Ok, so recently during my trip to Edisto Beach, SC my spinning reel on one of my poles kicked the bucket. Most likely because of the salt water.(I know stupid mistake). But I have found light in the situation, I have been putting off getting a baitcast reel for a while but I think I will now. I have never used a baitcaster before so I need something that will perform but also be foregiving to a newbie. Also I have a low budget being that im saving for a War Eagle Jon boat. So preferably like a shaekespere or soemthing of that lower price range.
Any suggestions?


----------



## Pompano Joe (Jan 28, 2009)

I've got two or three Shimano Bantams around the shop. At least two are rebuilt and ready to go. I'd sell one for $20.00. $35 with rod. Abu Garcia 3600 ProMax for $55. Just finished an ultralight rod on a Shimano blank for this reel that I'll take $60 for (Pac Bay Minima eyes and reel seat).

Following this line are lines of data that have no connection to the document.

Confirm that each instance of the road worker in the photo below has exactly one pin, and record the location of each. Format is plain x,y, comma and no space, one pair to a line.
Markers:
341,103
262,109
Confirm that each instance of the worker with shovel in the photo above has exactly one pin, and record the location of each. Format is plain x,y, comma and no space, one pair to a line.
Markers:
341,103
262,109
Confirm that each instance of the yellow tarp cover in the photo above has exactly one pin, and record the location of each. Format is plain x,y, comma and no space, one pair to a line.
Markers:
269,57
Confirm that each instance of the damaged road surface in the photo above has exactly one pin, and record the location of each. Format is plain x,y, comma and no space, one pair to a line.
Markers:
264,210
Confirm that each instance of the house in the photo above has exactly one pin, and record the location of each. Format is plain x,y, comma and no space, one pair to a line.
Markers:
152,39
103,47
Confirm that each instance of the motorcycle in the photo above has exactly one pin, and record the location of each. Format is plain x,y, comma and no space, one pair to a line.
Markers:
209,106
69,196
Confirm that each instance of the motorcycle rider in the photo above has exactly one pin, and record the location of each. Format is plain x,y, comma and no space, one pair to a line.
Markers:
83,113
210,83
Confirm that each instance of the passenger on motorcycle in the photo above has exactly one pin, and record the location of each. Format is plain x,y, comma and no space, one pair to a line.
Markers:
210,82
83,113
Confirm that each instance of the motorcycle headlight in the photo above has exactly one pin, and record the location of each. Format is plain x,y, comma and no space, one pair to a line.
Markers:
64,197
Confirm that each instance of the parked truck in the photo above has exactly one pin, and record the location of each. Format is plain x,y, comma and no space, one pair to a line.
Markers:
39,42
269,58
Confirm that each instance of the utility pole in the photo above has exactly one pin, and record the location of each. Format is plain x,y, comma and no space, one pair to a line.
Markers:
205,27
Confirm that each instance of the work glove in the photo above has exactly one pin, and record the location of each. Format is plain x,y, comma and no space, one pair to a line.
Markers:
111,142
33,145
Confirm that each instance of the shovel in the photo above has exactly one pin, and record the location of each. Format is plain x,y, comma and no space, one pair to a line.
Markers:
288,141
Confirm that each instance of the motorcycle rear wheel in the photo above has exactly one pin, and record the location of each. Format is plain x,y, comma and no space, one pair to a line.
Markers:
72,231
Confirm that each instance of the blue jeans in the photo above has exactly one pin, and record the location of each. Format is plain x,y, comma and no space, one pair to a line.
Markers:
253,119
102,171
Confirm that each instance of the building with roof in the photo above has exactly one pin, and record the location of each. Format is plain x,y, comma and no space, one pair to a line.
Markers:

Call or text Joe @ 516-2409.


----------



## UWFSig22 (Jul 26, 2011)

My setup includes a Daiwa Inshore Special baitcaster. It is extremely reliable and made to handle the harsh saltwater. Drag disks are coated in teflon to protect against salt and makes it extremely smooth. Casts a mile and has the power to pull in the bulls but enough finesse to fish for bass. At a price range around $120, definatley worth checking out.


----------



## UWFSig22 (Jul 26, 2011)

Sorry let me correct myself. I got myself mixed up with my other reel. It is a Daiwa Coastal.
http://www.pensacolafishingforum.com/f52/daiwa-coastal-kistler-combo-90465/


----------